Hazel task to moved finished documents

With this glue component everything now works without a hitch and the ABBYY error message never showed up again. I was able to scan 100 documents without it showing up. In my first iteration I stored my “EagleFiler Library” directory in iCloud Drive and suspected that that’s a problem but it seems to only be related to ABBYY accessing the file at the same time. I did have some other issue with putting it in iCloud Drive but that was mostly related to ScanSnap not being able to deal with long file paths and a workaround was swiftly explained by the developer in the support forum.

Update: In the EagleFiler 1.8.14 Changelog I spotted an interesting improvement that sounds like it’ll help with that.

The To Import folder can now be replaced by an alias if you want to relocate it to another location (e.g. to work around a ScanSnap path length limitation).

Tagging & Organizing

This is one of the areas where I’m not completely satisfied with EagleFiler yet as the importing workflow seems unnecessarily unoptimized for an action that will be done very frequently.

These days I’m importing a lot of documents which don’t have metadata yet as they come — with a slight detour through the OCR app — from the scanner. They do have a filename but I want to set the “From” field (Phone Company Ltd., Insurance Company,…) and optionally tag them based on what kind of document it is (Insurance, Taxes, Invoices,…).

When a new file comes in I open its info panel via Command + I and I am presented with the following options.

Info panel of a document in EagleFiler

It’s easy to navigate through them with the keyboard but only the “Tags” field auto completes existing tags. That means that I have to use a clipboard manager or external tool (Thread in support forum) to make sure I use a consistent spelling of the source name. (Was it Telekom AG or Telekom GmbH again?). Also to reach the (for me) often used Tags field I have to hit tab 9 times to jump through the date and time fields.

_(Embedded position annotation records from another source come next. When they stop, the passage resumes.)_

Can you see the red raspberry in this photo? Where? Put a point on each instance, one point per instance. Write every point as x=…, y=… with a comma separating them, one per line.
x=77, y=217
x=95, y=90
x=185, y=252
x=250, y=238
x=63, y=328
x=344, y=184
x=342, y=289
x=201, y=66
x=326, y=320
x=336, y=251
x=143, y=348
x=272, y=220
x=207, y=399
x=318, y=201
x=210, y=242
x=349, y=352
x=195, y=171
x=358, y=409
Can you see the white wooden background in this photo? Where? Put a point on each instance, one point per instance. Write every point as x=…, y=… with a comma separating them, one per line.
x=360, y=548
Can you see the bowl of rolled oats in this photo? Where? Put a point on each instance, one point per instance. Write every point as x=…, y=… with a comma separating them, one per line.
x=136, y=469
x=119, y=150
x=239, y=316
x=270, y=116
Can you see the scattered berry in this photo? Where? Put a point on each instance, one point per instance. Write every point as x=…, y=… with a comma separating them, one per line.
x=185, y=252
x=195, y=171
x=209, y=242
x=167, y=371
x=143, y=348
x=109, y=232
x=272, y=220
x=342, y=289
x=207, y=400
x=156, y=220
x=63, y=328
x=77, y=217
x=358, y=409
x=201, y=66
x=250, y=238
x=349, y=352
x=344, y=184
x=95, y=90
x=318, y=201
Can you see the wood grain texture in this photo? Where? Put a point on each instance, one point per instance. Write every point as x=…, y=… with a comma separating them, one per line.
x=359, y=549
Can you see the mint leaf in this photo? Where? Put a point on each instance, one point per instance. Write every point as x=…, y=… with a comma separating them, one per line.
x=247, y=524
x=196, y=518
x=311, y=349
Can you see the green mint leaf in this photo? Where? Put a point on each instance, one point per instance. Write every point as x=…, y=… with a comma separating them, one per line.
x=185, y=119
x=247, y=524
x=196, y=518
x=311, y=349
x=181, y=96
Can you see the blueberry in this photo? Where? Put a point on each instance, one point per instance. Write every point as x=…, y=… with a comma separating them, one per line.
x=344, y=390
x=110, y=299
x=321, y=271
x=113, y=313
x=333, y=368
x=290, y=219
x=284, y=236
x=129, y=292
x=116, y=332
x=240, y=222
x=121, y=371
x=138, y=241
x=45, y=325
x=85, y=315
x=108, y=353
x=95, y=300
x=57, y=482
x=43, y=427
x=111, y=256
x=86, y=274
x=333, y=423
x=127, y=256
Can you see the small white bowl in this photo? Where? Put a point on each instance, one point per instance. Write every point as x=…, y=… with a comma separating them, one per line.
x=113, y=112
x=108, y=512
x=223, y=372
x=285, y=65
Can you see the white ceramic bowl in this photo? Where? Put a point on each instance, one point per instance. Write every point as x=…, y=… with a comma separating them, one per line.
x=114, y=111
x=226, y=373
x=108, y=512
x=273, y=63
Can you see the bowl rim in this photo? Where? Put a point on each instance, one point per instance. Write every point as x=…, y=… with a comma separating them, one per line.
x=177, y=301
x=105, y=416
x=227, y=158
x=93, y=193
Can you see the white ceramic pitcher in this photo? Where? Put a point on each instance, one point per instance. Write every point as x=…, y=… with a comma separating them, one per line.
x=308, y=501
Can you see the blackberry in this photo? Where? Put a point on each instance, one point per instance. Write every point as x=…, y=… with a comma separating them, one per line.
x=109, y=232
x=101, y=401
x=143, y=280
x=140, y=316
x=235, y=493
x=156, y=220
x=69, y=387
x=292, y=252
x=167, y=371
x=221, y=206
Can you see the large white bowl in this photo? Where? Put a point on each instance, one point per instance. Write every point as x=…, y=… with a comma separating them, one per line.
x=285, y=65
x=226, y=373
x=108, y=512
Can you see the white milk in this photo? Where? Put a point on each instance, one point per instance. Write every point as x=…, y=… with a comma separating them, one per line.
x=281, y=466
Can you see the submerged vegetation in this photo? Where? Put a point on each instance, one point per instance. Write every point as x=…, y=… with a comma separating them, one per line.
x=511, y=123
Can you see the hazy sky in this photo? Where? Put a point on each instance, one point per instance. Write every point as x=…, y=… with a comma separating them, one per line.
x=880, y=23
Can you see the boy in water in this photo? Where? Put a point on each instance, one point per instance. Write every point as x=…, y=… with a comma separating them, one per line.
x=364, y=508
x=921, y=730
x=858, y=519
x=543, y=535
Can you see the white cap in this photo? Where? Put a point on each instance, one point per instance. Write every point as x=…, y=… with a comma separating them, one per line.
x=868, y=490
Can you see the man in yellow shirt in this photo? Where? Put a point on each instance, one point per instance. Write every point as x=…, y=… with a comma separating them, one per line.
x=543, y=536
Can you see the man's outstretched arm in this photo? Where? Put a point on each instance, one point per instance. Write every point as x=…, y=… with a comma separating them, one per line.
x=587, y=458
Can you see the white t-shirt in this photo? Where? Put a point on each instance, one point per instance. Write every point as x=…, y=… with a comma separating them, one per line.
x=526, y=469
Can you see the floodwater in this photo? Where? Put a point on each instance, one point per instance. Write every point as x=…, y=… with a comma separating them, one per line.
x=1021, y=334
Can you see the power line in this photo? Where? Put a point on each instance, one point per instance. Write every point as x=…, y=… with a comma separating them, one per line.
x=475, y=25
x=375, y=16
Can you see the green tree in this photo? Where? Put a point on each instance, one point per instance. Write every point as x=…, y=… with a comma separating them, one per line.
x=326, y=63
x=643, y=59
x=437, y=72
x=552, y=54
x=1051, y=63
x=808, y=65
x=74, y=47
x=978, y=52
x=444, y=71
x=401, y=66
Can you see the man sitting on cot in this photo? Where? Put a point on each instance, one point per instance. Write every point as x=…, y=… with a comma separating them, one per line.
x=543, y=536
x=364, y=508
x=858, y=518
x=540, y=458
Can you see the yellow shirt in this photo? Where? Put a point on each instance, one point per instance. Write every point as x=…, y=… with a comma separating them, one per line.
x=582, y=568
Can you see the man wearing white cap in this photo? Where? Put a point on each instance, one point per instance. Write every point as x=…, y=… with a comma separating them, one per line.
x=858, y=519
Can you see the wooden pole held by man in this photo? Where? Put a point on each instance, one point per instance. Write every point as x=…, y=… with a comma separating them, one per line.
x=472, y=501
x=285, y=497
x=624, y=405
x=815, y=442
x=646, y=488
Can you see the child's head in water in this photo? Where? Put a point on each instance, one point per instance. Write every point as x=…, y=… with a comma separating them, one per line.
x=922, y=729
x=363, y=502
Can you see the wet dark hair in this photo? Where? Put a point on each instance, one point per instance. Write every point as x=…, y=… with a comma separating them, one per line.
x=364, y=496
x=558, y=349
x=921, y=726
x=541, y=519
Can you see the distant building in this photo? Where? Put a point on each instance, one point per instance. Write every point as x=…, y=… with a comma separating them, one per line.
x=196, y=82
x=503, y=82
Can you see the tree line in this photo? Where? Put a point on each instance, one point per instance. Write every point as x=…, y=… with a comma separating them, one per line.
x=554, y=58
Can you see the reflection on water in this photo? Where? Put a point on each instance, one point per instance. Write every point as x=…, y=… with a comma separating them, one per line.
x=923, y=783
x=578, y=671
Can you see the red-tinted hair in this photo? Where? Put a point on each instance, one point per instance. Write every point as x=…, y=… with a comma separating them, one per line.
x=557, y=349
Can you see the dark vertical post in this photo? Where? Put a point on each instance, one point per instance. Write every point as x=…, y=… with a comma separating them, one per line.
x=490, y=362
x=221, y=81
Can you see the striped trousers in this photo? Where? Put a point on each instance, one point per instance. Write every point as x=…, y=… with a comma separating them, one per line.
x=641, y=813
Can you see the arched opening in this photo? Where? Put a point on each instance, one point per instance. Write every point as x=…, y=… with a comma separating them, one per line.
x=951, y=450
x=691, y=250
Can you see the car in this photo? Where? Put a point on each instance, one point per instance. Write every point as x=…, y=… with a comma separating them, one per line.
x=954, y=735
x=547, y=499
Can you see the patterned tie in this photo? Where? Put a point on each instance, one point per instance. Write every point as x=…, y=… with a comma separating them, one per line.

I would love to have a kind of more “Inbox" view optimized for quick tagging similar to how the “New To-Do” modal in Things.app works. It does this exceptionally well and adding / tagging a new task is fast.

Add a new task in Things.app

Another usability issue I found was tagging multiple entries. If I scan 10 related documents it would be helpful if I can just select all of them, open the Info panel and set the “From” field. This doesn’t seem to be possible right now as the field is disabled in this view.

Info panel of a document in EagleFiler

Even with this small annoyance I’m personally happy with the solution as the search works very well and is extremely fast. Knowing that the developer is actively responding to threads in the support forum and continuously developing the app are more important to me. There’s also a lot of features that I haven’t used yet and will have to incorporate into my workflow at some point.

Step 3: Destroying the evide…documents

Once the documents are scanned it has to be decided if it’s worth keeping the original or not. Documents where the original needs to be kept around like insurance policies, most tax documents and salary slips go back into the binder.

I didn’t feel comfortable with throwing my bank and some tax documents in the regular paper trash so I ordered a small document shredder. In my case that’s a Leitz IQ Home Office Document Shredder. It does the job just fine, any of these will probably do.

Make sure you have proper backups, losing a bunch of files is sometimes easier than a big stack of paper documents.